I really do like this time of the year and it is not because I like getting up early on dark mornings or enjoy the bitter cold mornings of Ramsgate Station. It is just that I am looking forward to the wintry changes in the weather that will have an effect on our coastline turning up lots of interesting things to be found. I suppose in all the years I have combed Thanet's beaches the period between November and March does account for over most of my finds.
Last year between November and March I concentrated most of my efforts around Ramsgate with the occasional search at Margate when the weather conditions have been favourable. It is amazing just how different the Margate and Ramsgate coastlines are for finding things. Margate is like a well preserved time capsule of history with coastal erosion and shifting sands unearthing the towns historical and seaside past which I have no problem finding things when conditions allow, but then I have focused on Margate for over 40 years and I have well researched the town's history and found over 10,000 items in that period.
Ramsgate on the overhand I am finding a harder nut to crack with its volatile beaches of constantly shifting sands and very little preserved and buried in its sands.
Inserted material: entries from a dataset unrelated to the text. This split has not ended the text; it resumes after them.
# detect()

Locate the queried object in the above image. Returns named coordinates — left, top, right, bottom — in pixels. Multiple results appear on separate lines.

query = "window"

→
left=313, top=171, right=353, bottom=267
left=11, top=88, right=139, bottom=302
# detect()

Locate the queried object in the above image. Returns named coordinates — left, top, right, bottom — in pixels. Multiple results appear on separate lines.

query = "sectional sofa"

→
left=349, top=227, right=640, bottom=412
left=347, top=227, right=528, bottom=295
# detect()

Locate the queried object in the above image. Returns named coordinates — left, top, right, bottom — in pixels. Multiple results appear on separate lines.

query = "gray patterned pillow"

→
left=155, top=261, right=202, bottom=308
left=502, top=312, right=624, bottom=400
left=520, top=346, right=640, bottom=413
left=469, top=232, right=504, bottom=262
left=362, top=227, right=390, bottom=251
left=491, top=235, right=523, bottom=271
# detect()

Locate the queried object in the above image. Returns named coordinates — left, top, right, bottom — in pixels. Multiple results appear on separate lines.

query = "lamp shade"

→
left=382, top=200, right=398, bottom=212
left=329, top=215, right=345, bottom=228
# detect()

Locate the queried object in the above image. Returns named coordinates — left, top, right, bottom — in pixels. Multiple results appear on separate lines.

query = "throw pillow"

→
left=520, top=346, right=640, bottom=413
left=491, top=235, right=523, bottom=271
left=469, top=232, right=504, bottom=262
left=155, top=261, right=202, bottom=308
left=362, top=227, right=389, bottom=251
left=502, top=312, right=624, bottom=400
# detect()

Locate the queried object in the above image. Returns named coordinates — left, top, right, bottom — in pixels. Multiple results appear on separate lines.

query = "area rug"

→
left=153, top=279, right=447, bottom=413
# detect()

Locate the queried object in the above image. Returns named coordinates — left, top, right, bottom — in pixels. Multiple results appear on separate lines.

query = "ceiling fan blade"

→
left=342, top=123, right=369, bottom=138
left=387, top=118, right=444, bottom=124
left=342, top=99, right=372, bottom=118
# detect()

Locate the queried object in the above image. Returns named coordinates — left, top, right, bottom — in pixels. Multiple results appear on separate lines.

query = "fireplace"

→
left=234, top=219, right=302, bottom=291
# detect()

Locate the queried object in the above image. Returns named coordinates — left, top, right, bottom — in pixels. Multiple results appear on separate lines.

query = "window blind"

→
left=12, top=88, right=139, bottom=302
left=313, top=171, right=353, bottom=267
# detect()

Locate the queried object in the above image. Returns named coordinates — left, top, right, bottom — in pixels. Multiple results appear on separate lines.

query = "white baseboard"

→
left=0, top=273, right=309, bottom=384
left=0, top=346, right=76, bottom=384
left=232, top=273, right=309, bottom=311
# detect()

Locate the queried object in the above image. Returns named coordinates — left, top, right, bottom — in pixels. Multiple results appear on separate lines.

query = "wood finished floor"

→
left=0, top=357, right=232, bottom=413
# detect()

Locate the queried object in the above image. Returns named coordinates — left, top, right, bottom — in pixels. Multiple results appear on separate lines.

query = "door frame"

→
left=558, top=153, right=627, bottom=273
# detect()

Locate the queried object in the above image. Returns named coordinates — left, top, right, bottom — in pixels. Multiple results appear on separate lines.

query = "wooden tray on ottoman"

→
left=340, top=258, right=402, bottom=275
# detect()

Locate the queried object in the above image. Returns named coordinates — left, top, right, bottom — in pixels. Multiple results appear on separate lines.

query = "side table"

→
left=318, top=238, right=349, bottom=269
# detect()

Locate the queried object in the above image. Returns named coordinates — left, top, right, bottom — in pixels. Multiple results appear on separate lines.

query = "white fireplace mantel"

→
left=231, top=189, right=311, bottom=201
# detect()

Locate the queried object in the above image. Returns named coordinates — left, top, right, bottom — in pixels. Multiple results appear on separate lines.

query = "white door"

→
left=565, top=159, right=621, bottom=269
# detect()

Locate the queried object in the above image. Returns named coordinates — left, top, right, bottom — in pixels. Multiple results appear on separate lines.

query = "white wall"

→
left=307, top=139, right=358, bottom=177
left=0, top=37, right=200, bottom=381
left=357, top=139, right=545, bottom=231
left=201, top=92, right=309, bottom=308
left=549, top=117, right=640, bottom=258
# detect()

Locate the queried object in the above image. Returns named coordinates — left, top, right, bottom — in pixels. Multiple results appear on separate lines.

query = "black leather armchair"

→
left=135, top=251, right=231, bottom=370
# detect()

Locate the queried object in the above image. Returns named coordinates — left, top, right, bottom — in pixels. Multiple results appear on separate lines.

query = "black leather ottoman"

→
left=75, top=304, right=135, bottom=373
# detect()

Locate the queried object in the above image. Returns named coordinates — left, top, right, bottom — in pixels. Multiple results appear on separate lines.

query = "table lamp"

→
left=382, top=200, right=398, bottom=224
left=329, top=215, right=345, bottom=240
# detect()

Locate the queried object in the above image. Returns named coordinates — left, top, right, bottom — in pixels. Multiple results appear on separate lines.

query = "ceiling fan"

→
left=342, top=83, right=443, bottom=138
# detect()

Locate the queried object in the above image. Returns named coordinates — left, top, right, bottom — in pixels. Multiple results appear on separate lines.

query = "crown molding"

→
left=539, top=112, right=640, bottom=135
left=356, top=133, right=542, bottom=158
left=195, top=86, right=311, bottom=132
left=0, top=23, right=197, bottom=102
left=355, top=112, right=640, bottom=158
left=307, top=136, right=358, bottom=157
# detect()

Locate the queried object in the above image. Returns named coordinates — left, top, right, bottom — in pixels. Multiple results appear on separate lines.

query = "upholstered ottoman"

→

During the early 1980's there was a amazing loss of sand on Ramsgate main sands exposing features that have never been seen in living memory before. There were some interesting finds then, mostly coins which were in poor condition and a discovery of a wreck of a customs cutter out off the East Pier.
In the few years that I have worked the Ramsgate beaches I have found that the majority of interesting items are not buried beneath my feet like Margate. They come in off the tide from the seabed offshore which makes the beachcombing more unpredictable and a bit of a challenge. The Western Undercliff and Pegwell Bay has probably the best range of natural history specimens to be found than anywhere else in Thanet and this year I did find my first pieces of Chinese mitten crab.
Today I gave Margate a look, finding a unidentifiable animal tooth, some clay pipe stems and two very old glass bottle necks which is not a bad start to the season.